Hal ini diungkapkan oleh Prof. Ir. Mujtahidah Anggriani Ummul Muzayyanah, S.Pt., M.P., Ph.D., IPM dalam pidato pengukuhannya sebagai Guru Besar Ekonomi Keperilakuan Produk Peternakan di Fakultas Peternakan Universitas Gadjah Mada (UGM). Acara berlangsung pada Selasa (18/2/2025) di Ruang Balai Senat, Gedung Pusat UGM.
Dalam pidatonya yang berjudul “Transformasi Perilaku Konsumsi Pangan Produk Peternakan Dalam Perspektif Ekonomi Malnutrisi”, Mujtahidah menyoroti kecenderungan rumah tangga berpenghasilan rendah dalam memilih makanan. “Sebagian besar disebabkan oleh fakta bahwa rumah tangga kelompok ini harus memprioritaskan pemenuhan kebutuhan pangan dasar,” jelasnya.

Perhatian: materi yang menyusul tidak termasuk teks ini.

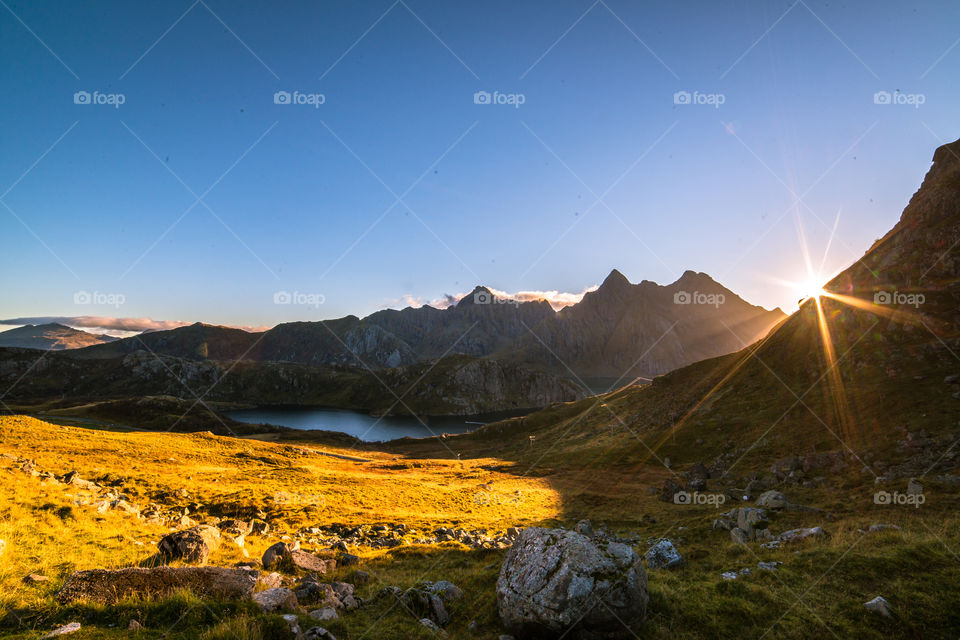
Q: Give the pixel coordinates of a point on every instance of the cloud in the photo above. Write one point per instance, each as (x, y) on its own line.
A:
(557, 299)
(122, 327)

Ia juga menyoroti rendahnya tingkat konsumsi susu di Indonesia yang berdampak pada kualitas gizi balita dan anak-anak. Kondisi ini, menurutnya, bisa mempengaruhi kualitas sumber daya manusia di masa depan. “Di saat yang sama, rumah tangga berpenghasilan rendah sulit mengakses susu maupun pangan hewani bernilai tinggi lainnya, seperti daging dan produk olahan susu,” tambahnya.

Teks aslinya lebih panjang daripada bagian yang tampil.